Agentic artificial intelligence, often abbreviated as agentic AI, is rapidly becoming a defining force in the broader landscape of modern machine learning, and its progress is creating both fascination and alarm in equal measure. This technological approach emphasizes autonomous systems—AI-driven programs capable of pursuing objectives and executing complex workflows without requiring step-by-step human intervention. Yet, despite its transformative promise, a recent array of research findings has revealed deep-rooted concerns about transparency, security, and accountability within this emerging field.
A crucial turning point came when OpenAI—one of the most prominent organizations shaping the AI frontier—announced the hiring of Peter Steinberg, the architect behind the open-source framework known as OpenClaw. This framework garnered extraordinary attention for empowering AI agents with remarkable abilities, such as autonomously sending and responding to emails on behalf of users. However, it simultaneously shocked cybersecurity professionals due to numerous structural vulnerabilities that could allow malicious actors to seize full control of a user’s computer system. The duality of OpenClaw’s capabilities—its boundless potential and its alarming risks—has become emblematic of the broader challenges facing agentic AI as it enters mainstream deployment.
In response to the surging interest in autonomous AI agents, researchers from the Massachusetts Institute of Technology, working in collaboration with teams from the University of Cambridge, Harvard University, the University of Pennsylvania, Stanford University, and other leading institutions, published an extensive survey of thirty widely used agentic AI systems. Their findings were unambiguous: the current state of agentic AI represents a profound security crisis characterized by secrecy, insufficient disclosure, and a worrying absence of even the most basic operational safety standards. The study, detailed in a comprehensive thirty-nine-page report titled “The 2025 AI Index: Documenting Sociotechnical Features of Deployed Agentic AI Systems,” underscores how nearly every critical component of agentic AI remains opaque to both regulators and end users.

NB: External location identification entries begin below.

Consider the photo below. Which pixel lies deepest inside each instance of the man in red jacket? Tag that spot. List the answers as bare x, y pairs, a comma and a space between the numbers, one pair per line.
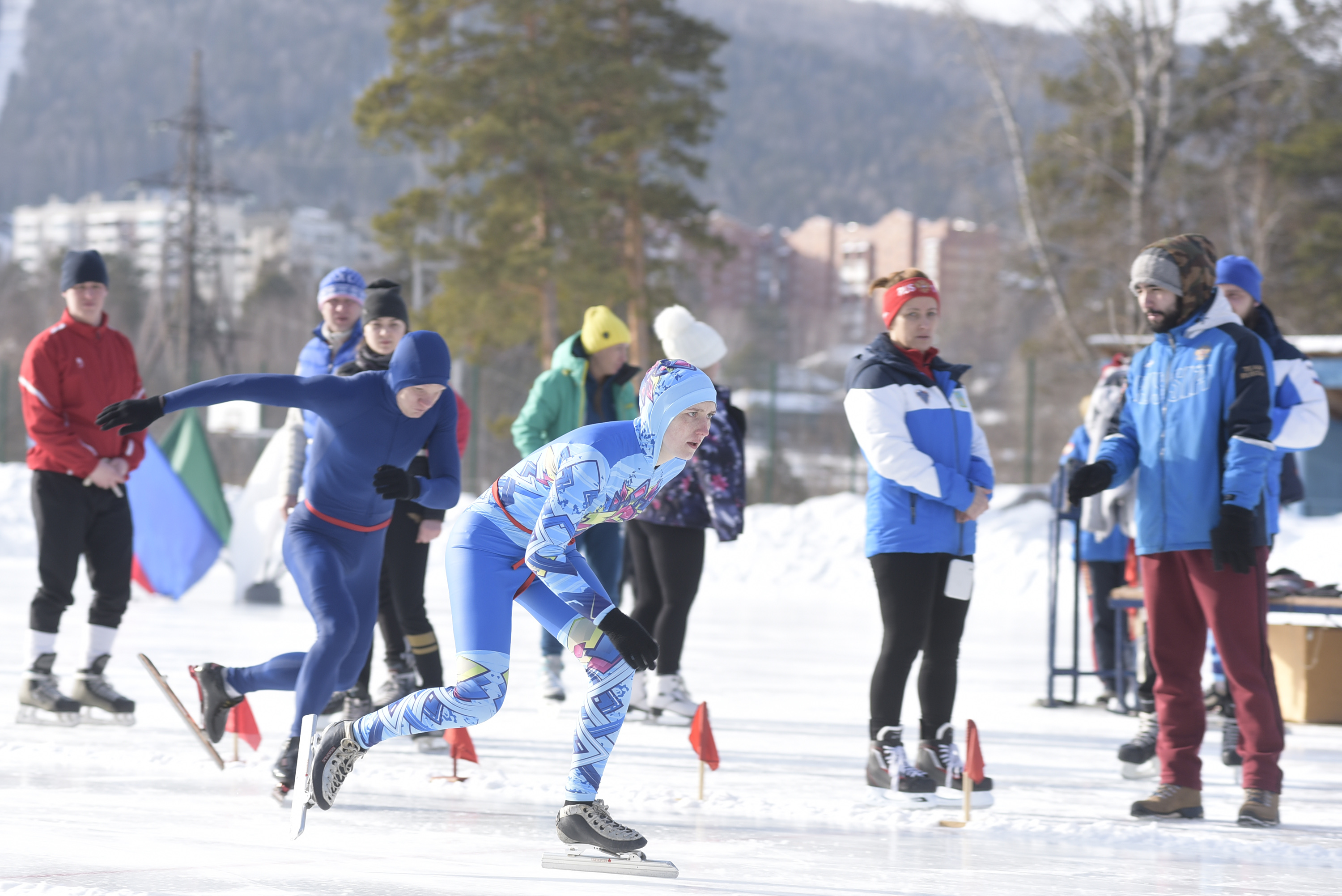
70, 372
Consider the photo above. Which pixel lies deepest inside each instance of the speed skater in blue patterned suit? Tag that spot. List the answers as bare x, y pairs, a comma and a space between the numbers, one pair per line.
371, 427
516, 544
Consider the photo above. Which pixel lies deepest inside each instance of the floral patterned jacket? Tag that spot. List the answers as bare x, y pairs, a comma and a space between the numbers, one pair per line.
712, 488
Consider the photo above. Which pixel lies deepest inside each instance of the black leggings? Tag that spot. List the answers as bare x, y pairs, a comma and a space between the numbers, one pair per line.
918, 616
400, 600
667, 564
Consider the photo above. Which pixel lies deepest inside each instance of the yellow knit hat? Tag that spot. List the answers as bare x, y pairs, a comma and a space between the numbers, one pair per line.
602, 329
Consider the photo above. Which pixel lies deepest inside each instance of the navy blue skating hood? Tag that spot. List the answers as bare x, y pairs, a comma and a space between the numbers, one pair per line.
420, 360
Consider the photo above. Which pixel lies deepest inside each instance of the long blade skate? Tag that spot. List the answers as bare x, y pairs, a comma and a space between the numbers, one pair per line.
186, 717
302, 780
607, 863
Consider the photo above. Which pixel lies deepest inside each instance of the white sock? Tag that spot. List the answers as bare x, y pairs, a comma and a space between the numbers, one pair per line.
100, 641
41, 643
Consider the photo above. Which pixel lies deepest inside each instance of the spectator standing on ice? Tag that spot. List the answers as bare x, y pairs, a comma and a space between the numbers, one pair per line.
340, 298
1300, 423
69, 374
1198, 423
412, 652
667, 539
1105, 556
590, 382
929, 479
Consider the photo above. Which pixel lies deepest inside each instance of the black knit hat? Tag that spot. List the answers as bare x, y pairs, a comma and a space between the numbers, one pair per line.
384, 301
82, 268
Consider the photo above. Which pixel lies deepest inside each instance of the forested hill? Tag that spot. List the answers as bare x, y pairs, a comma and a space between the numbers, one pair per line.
838, 108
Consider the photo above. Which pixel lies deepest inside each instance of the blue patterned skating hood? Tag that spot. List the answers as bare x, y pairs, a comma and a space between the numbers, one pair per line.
669, 388
422, 359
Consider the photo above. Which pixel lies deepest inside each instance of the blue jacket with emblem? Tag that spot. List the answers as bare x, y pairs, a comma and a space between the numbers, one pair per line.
925, 452
1198, 422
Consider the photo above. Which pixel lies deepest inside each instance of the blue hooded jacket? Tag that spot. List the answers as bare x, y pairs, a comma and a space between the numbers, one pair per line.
361, 427
599, 474
1198, 423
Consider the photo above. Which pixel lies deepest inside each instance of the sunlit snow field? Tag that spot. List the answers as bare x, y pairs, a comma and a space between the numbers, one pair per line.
781, 644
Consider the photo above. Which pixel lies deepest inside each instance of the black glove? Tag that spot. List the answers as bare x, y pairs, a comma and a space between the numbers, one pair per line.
395, 483
132, 415
631, 640
1232, 541
1089, 480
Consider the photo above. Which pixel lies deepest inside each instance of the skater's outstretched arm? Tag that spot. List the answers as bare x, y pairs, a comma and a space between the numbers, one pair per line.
327, 395
576, 503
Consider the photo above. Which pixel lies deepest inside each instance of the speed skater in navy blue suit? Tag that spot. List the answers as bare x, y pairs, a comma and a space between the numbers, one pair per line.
371, 429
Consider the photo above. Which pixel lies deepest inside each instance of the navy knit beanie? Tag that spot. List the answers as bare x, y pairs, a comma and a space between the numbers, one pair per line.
82, 268
384, 301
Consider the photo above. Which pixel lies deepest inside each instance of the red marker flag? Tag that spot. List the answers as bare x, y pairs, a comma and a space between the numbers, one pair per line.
461, 743
701, 737
243, 723
973, 754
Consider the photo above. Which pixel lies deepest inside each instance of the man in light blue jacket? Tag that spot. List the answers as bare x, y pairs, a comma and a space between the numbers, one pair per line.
1198, 425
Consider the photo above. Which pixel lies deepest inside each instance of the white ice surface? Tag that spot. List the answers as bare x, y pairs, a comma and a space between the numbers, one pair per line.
781, 644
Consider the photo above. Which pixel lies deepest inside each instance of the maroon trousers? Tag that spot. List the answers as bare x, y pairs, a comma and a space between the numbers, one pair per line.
1184, 595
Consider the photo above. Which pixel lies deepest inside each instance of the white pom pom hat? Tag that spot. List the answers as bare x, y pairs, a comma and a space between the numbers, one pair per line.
689, 340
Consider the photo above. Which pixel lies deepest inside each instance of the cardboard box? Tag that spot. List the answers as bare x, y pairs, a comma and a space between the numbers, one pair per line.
1308, 662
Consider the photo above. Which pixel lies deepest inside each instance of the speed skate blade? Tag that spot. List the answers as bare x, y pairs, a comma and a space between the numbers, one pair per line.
604, 863
35, 715
302, 780
1138, 770
96, 715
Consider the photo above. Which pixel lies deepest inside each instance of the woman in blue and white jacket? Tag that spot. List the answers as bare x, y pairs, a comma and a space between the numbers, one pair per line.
929, 479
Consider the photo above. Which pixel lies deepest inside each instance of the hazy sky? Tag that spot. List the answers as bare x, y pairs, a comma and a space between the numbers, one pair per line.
1202, 19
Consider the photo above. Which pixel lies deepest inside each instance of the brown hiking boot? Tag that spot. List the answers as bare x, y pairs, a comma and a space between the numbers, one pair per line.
1171, 801
1259, 809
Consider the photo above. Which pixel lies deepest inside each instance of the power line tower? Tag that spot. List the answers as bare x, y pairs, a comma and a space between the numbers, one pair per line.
191, 323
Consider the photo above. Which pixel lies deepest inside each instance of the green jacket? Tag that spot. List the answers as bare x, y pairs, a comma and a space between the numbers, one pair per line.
557, 402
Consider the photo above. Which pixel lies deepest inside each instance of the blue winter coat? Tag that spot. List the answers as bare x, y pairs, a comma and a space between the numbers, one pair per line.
1198, 422
712, 488
1300, 411
925, 452
1113, 549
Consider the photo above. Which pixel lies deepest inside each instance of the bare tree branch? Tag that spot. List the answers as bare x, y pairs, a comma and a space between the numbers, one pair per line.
1024, 196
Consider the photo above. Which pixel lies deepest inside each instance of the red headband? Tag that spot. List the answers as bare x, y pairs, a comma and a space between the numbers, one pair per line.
901, 293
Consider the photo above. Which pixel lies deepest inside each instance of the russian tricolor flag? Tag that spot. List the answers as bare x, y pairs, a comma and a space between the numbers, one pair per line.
179, 510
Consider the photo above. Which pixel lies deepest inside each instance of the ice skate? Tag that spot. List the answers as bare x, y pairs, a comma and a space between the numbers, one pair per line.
215, 702
400, 683
336, 754
41, 701
618, 848
552, 686
940, 760
285, 769
673, 703
101, 702
1171, 801
639, 696
1138, 754
1259, 809
893, 777
1230, 737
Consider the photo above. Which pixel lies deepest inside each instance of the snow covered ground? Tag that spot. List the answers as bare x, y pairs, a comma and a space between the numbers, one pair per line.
781, 645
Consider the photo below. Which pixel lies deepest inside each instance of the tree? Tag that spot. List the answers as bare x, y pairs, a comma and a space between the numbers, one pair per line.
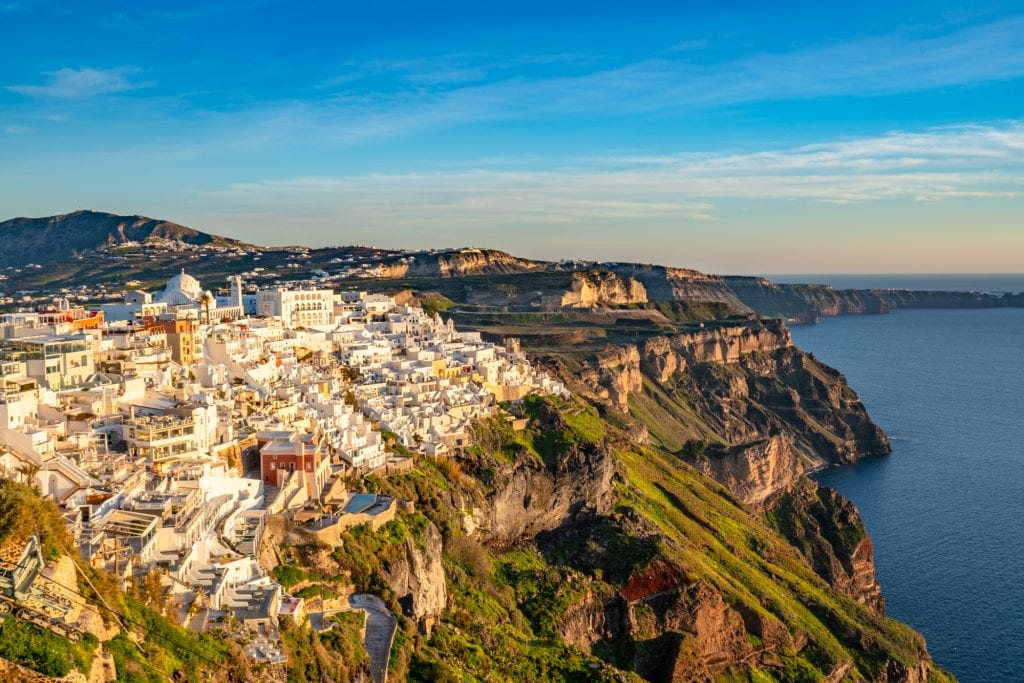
29, 472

One of the most alarming revelations involves the near-total lack of transparency among developers building these systems. Lead author Leon Staufer of the University of Cambridge and his collaborators noted pervasive omissions in public documentation, identifying eight major categories of disclosure that most AI agents fail to address entirely. These gaps include the absence of risk disclosure, third-party testing results, and clear methods for evaluating failure modes. In essence, the institutions responsible for creating these tools are providing the public with little to no information about how their systems operate or what could happen if they malfunction.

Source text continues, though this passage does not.